June 25th, 2009 8:52 AM by Lehel Szucs
Thursday's bond market has opened up slightly despite no highly important economic data on the calendar today and a positive opening in stocks. The stock markets are showing minor gains with the Dow up 34 points and the Nasdaq up 15 points. The bond market is currently up 4/32 from yesterday's close, which should improve this morning's mortgage rates by approximately .250 of a discount point over yesterday's morning rates.
This morning's release of the final reading to the1st Quarter GDP didn't reveal any significant surprises. It showed that the economy contracted at a 5.5% annual rate during the first three months of the year. This was a small upward revision from the previous estimate of a decline of 5.7%, meaning that the economy did not shrink as much as previously thought. However, since this data is old now (second quarter initial reading comes next month), the size of the revision was not enough to influence bond trading or mortgage rates.The Labor Department gave us last week's unemployment figures, reporting that 627,000 new claims for benefits were filed. This was an increase from the previous week's revised total of 612,000 and much higher than forecasts of 600,000. But, as with today's GDP reading, this data is not considered to be of high importance to the markets or mortgage rates.
Also worth noting is today's 7-year Treasury Note sale. Yesterday's 5-year Note sale went pretty well, but the FOMC statement took center stage during afternoon trading. If today's sale is also met with a good demand from investors, we may see bond prices rise later today and mortgage rates move lower. Results will be posted at 1:00 PM ET.
Tomorrow morning has two reports on its calendar. May's Personal Income and Outlays data will be posted early morning. This report gives us an indication of consumer ability to spend and current spending activity. Analysts are expecting to see an increase of 0.2% in income and a 0.4% rise in the spending portion of the report. Smaller than expected increases should be good news for the bond market and mortgage rates.
The second report of the day and the last relevant data of the week will come from the University of Michigan who will update their Index of Consumer Sentiment for May. An upward revision from the preliminary reading of 69.0 would be considered a negative for bonds. The earlier data is the more important of tomorrow's two releases.

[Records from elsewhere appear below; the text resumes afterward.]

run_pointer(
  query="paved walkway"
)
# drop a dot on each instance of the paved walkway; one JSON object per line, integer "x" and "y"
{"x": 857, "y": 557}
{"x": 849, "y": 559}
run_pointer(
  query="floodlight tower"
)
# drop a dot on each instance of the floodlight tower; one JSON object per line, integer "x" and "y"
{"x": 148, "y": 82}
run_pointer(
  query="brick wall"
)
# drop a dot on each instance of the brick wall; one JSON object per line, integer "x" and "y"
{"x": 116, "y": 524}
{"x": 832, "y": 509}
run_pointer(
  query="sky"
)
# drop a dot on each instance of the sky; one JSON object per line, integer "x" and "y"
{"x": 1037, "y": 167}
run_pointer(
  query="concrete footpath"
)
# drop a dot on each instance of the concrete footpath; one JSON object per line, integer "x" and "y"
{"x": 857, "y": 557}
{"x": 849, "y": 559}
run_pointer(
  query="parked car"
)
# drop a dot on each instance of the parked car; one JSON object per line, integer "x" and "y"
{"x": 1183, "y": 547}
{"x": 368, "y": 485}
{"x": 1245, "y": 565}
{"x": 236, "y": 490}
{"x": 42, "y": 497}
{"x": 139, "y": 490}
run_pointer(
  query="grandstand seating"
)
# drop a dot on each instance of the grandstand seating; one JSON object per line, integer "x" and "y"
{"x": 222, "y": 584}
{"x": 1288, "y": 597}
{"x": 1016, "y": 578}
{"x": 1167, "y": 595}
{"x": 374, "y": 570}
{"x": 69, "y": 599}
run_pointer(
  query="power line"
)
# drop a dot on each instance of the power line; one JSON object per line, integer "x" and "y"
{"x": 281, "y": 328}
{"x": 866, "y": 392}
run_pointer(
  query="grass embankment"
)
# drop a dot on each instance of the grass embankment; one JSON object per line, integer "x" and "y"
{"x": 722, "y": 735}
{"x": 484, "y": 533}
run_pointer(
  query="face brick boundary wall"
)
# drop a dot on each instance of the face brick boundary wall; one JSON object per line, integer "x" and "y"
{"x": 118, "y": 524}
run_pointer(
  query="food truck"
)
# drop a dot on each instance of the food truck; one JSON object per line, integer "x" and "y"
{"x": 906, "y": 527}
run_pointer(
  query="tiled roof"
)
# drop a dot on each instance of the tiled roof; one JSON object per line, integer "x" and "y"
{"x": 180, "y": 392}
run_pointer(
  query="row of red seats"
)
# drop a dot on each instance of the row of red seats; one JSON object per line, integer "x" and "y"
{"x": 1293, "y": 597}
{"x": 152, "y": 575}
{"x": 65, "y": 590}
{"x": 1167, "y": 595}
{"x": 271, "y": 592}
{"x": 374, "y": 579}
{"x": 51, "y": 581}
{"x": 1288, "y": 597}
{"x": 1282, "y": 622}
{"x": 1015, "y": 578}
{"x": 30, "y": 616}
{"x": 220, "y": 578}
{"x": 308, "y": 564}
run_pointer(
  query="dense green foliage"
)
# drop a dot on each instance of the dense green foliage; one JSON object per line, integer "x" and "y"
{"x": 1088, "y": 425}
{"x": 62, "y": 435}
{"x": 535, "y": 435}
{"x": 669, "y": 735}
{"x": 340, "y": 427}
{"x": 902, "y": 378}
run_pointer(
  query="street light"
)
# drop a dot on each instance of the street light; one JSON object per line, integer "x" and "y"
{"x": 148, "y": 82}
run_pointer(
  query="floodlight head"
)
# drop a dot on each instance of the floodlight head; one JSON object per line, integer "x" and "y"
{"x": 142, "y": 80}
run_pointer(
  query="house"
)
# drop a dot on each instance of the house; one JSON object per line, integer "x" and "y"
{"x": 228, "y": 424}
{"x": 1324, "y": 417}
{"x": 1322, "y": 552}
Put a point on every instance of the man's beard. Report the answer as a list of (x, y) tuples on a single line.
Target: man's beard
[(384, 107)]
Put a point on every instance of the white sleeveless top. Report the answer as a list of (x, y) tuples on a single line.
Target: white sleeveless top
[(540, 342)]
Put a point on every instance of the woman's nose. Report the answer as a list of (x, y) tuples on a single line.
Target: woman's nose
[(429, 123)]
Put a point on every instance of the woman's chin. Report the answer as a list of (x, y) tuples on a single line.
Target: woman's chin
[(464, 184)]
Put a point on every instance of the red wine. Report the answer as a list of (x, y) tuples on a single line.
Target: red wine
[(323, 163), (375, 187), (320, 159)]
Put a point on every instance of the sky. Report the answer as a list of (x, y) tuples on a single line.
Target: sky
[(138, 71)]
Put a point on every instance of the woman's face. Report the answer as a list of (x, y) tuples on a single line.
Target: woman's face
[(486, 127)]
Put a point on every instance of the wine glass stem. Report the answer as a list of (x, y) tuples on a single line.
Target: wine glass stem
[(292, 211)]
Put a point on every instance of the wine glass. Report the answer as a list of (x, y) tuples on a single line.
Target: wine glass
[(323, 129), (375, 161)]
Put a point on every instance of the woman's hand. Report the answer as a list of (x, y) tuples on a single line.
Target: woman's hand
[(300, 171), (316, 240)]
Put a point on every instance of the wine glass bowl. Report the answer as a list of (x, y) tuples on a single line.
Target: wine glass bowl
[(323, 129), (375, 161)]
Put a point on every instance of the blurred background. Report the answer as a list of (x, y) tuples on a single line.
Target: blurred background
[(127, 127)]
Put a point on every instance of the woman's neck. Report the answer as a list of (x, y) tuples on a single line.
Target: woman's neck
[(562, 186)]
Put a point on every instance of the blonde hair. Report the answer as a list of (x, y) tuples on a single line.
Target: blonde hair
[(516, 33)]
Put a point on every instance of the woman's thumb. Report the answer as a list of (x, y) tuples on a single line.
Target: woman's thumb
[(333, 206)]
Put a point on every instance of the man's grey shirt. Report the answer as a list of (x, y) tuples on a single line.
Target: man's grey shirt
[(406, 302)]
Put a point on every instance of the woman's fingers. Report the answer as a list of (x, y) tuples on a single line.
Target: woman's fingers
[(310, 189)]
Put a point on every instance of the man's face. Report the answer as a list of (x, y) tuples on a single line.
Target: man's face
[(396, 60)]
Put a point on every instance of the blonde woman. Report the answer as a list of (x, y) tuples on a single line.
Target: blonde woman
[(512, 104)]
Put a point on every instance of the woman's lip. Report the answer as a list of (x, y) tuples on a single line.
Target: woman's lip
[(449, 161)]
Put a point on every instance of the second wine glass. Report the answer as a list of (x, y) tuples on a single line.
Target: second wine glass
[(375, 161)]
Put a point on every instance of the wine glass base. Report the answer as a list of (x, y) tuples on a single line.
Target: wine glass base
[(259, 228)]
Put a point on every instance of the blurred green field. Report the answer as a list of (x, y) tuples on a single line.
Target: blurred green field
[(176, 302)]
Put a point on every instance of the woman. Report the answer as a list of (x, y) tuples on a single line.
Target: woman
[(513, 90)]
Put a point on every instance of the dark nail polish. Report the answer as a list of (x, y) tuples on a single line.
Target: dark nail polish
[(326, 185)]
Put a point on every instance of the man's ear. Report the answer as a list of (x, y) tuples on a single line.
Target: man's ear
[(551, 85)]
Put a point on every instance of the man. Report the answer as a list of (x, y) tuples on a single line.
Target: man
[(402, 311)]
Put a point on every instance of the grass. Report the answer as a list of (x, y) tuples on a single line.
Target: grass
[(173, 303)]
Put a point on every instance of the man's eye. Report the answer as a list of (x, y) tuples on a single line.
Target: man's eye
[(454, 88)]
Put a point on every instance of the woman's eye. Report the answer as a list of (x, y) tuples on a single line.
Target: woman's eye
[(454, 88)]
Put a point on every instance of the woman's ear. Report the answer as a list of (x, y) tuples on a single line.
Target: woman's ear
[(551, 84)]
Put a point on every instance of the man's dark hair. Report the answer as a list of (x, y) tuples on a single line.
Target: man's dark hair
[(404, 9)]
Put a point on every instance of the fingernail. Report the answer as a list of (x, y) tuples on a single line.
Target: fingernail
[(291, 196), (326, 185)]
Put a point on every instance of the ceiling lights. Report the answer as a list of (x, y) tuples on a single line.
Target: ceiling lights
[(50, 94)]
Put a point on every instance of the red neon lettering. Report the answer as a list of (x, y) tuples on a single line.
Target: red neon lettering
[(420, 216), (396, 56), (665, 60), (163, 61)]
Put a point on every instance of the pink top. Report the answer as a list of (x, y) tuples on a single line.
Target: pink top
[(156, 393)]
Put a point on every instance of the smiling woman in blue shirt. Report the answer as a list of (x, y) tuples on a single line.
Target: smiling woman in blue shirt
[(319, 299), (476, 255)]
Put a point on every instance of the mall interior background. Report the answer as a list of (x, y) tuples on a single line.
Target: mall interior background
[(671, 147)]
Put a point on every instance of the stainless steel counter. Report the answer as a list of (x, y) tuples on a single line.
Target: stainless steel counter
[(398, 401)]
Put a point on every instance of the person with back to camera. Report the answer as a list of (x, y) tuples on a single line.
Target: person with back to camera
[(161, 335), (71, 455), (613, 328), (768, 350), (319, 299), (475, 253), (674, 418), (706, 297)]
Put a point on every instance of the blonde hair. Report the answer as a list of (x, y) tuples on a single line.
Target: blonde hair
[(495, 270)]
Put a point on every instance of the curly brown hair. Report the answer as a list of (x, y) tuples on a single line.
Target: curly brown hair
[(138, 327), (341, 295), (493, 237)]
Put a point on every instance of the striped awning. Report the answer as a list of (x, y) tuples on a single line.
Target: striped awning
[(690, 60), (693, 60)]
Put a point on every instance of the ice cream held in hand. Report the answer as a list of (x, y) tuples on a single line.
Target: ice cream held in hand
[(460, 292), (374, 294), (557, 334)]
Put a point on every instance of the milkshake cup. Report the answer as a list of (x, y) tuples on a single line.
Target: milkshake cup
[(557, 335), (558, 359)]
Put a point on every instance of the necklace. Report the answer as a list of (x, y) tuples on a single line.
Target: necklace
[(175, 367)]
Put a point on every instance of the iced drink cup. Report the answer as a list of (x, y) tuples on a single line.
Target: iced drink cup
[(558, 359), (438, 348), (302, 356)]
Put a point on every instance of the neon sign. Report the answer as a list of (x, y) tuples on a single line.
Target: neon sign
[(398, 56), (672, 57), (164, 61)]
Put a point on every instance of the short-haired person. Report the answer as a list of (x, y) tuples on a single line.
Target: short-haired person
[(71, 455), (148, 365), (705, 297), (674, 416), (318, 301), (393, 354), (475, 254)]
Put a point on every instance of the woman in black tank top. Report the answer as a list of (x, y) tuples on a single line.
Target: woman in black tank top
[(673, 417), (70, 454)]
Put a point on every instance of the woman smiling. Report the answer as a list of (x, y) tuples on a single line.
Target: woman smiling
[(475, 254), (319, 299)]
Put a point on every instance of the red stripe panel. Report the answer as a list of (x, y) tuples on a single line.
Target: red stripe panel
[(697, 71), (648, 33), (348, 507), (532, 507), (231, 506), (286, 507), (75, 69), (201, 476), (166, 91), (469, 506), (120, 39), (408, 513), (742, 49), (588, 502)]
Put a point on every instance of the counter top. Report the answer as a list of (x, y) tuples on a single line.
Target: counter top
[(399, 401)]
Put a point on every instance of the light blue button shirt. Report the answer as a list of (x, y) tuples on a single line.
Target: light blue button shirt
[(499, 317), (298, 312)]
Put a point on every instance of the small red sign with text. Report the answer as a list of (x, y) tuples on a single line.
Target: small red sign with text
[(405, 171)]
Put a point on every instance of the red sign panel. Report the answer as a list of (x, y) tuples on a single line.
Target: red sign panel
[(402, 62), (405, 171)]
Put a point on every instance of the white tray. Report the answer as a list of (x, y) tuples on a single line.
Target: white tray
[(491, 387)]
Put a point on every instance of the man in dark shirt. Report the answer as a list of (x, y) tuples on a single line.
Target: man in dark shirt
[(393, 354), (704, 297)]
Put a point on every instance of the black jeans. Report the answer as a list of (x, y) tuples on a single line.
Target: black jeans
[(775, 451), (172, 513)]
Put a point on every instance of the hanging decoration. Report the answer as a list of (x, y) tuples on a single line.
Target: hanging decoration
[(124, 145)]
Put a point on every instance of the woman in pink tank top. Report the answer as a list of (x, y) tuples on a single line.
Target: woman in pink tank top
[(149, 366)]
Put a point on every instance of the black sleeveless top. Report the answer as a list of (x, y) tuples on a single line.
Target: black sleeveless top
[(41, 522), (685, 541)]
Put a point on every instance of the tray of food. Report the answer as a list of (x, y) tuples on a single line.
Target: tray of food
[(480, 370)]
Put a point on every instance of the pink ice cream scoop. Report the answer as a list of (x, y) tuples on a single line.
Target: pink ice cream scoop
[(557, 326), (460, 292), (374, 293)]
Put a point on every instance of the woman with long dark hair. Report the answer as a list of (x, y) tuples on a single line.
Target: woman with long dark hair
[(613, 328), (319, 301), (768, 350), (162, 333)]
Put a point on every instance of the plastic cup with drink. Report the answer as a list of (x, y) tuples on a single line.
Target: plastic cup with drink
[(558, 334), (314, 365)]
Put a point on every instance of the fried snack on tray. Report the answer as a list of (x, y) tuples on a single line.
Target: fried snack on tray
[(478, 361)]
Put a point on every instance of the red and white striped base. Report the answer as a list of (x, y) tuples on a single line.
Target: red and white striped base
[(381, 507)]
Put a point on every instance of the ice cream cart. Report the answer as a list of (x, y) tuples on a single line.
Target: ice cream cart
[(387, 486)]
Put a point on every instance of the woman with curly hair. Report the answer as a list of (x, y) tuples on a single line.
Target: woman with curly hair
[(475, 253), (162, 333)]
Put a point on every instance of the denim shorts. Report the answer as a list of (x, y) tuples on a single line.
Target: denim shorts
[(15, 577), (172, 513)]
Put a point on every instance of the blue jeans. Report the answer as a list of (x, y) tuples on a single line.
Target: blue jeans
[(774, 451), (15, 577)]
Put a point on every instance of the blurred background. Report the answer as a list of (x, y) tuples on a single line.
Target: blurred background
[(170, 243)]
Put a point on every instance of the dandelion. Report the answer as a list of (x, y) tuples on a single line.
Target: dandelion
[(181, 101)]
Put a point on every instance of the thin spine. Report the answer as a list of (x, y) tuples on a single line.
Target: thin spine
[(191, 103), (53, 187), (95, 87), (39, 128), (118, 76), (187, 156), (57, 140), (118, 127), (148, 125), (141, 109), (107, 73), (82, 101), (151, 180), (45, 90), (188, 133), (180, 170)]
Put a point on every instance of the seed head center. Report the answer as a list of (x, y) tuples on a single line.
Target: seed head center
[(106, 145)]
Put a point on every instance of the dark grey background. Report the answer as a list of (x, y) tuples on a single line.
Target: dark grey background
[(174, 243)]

If I were considering financing/refinancing a home, I would.... Lock if my closing was taking place within 7 days... Float if my closing was taking place between 8 and 20 days... Float if my closing was taking place between 21 and 60 days... Float if my closing was taking place over 60 days from now... This is only my opinion of what I would do if I were financing a home. It is only an opinion and cannot be guaranteed to be in the best interest of all/any other bo rrowers.